Over the past few decades, life in America has faltered. There has been, of course, process on several fronts. There are more opportunities for women and minorities than ever (though they still lag behind white men), researchers are making amazing scientific discoveries every day, creativity abounds on stages and in record studios and technology is quickly advancing. But, Steven Brill, author of Tailspin, writes in Time that “key measures of the nation’s public engagement, satisfaction and confidence—voter turnout, knowledge of public-policy issues, faith that the next generation will fare better than the current one, and respect for basic institutions, especially the government—are far below what they were 50 years ago.” He says that in some cases, these measures have reached historic lows.
Income inequality has soared. The chance of adults in their 30s earning more than their parents dropped to 50 percent from 90 percent just two generations earlier. The American middle class is no longer the world’s richest. Automation and outsourcing have increased. Household debt had grown higher in 2017 than the peak reached in 2008 before the crash. America has the third highest poverty rate among the 35 nations in the Organisation for Economic Co-operation and Development (OECD). America’s airports are an embarrassment, roads and rails are crumbling, and health care and student achievement rank in the middle or worse globally.

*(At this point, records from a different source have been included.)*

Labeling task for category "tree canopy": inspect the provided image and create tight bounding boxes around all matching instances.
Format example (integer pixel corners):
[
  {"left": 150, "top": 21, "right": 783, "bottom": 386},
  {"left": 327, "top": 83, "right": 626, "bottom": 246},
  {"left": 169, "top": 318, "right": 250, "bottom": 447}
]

So how did we fall so low? Brill writes that we should blame the baby boomers. According to him, the most talented and driven Americans used what made the country great—the First Amendment, due process, free markets and free trade, etc.—to win the American dream. But they won it for themselves, and themselves alone. Then, “in a way unprecedented in history,” writes Brill, they consolidated their winnings, outsmarted the forces who tried to rein them in, and “pulled up the ladder” so they could not be challenged, and the generations that followed could not join them.